🤖 AI Summary
Static hashtag recommendation models struggle to handle dynamic tag emergence and semantic drift. To address this, we propose a dynamic hashtag recommendation method tailored for social media streaming data. Methodologically, we design a trend-aware, lightweight drift detection mechanism enabling online model adaptation with minimal new posts; we further develop an end-to-end streaming recommendation framework integrating BERT-based semantic modeling and Apache Storm–enabled real-time processing, augmented by a trend-sensitive dynamic fine-tuning strategy. Our key contribution lies in the first joint modeling of fine-grained semantic drift awareness and low-overhead online adaptation. Evaluated on real-world COVID-19 and 2020 U.S. election datasets, our approach achieves a 23.6% accuracy gain over static baselines, with end-to-end response latency under 800 ms—demonstrating substantial improvements in timeliness and robustness.
📝 Abstract
The widespread use of social media platforms results in the generation of vast amounts of user-generated content, which requires efficient methods for categorization and search. Hashtag recommendation systems have emerged as a crucial tool for automatically suggesting relevant hashtags and improving content discoverability. However, existing static models struggle to adapt to the highly dynamic and real-time nature of social media conversations, where new hashtags emerge and existing ones undergo semantic shifts. To address these challenges, this paper presents H-ADAPTS (Hashtag recommendAtion by Detecting and adAPting to Trend Shifts), a BERT-based hashtag recommendation methodology that can detect and adapt to shifts in the main trends and topics underlying social media conversation.
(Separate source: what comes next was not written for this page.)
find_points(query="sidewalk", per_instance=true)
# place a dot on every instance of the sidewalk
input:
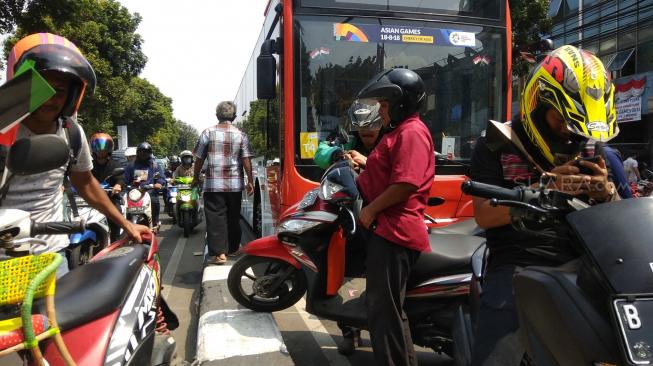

Our approach introduces a trend-aware detection mechanism to identify changes in hashtag usage, triggering efficient model adaptation on a (small) set of recent posts. The framework leverages Apache Storm for real-time stream processing, enabling scalable and fault-tolerant analysis of high-velocity social data. Experimental results on two real-world case studies, including the COVID-19 pandemic and the 2020 US presidential election, demonstrate the ability to maintain high recommendation accuracy by adapting to emerging trends. Our methodology significantly outperforms existing solutions, ensuring timely and relevant hashtag recommendations in dynamic environments.